Female sterilization involves removing the function of the Fallopian tubes by excising, interrupting or plugging them. The Essure device is placed in the junction between the uterus and Fallopian tubes, in a procedure done in the office under local anesthesia. Over the next three months, tissue grows over the devices and then occludes the tubes. Three months after insertion, a special x-ray is performed in the hospital to make sure the tubes are fully blocked. One must use another form of birth control until then. The delay in effectiveness and need for two procedures leads me to not offer the Essure in my practice.
To interrupt the tubes (“tubal ligation”) or remove them (“salpingectomy”) requires a minor surgery procedure. This requires general anesthesia and a half-day in the hospital but is immediately effective. Overall, this is easier for the patient than an Essure.

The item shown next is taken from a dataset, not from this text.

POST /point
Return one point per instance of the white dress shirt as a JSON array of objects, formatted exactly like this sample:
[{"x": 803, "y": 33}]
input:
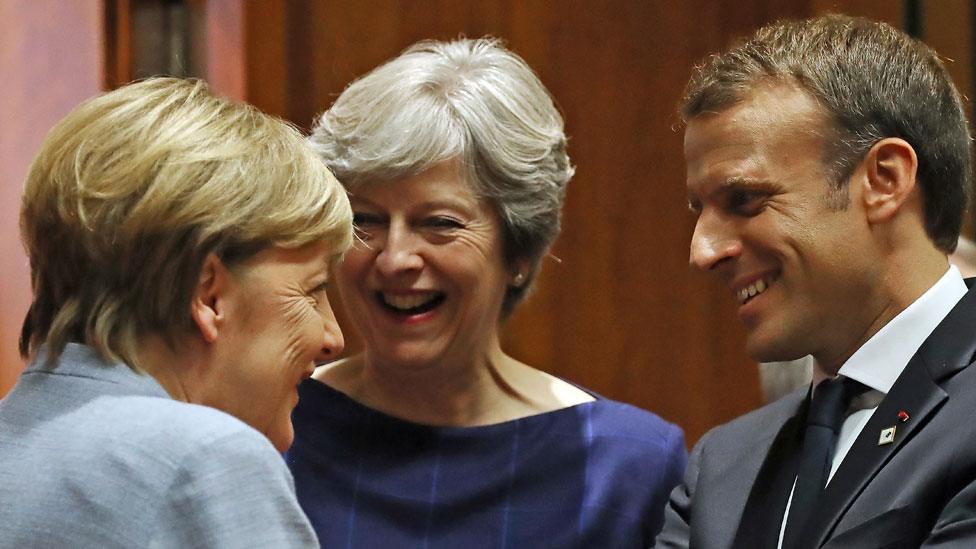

All of these methods are extremely effective and have only rare failures. The risks of Essure are pain, infection after the first procedure, and failure of the device to occlude the tube, which would require a second approach.
Tubal ligation and salpingectomy have similar side effects, these being anesthesia reactions, bleeding during surgery and infection. In 34 years of practice I have never seen any of these. Salpingectomy is preferred to tubal ligation in women who have an increased risk for pelvic cancers, some of which arise from the Fallopian tubes.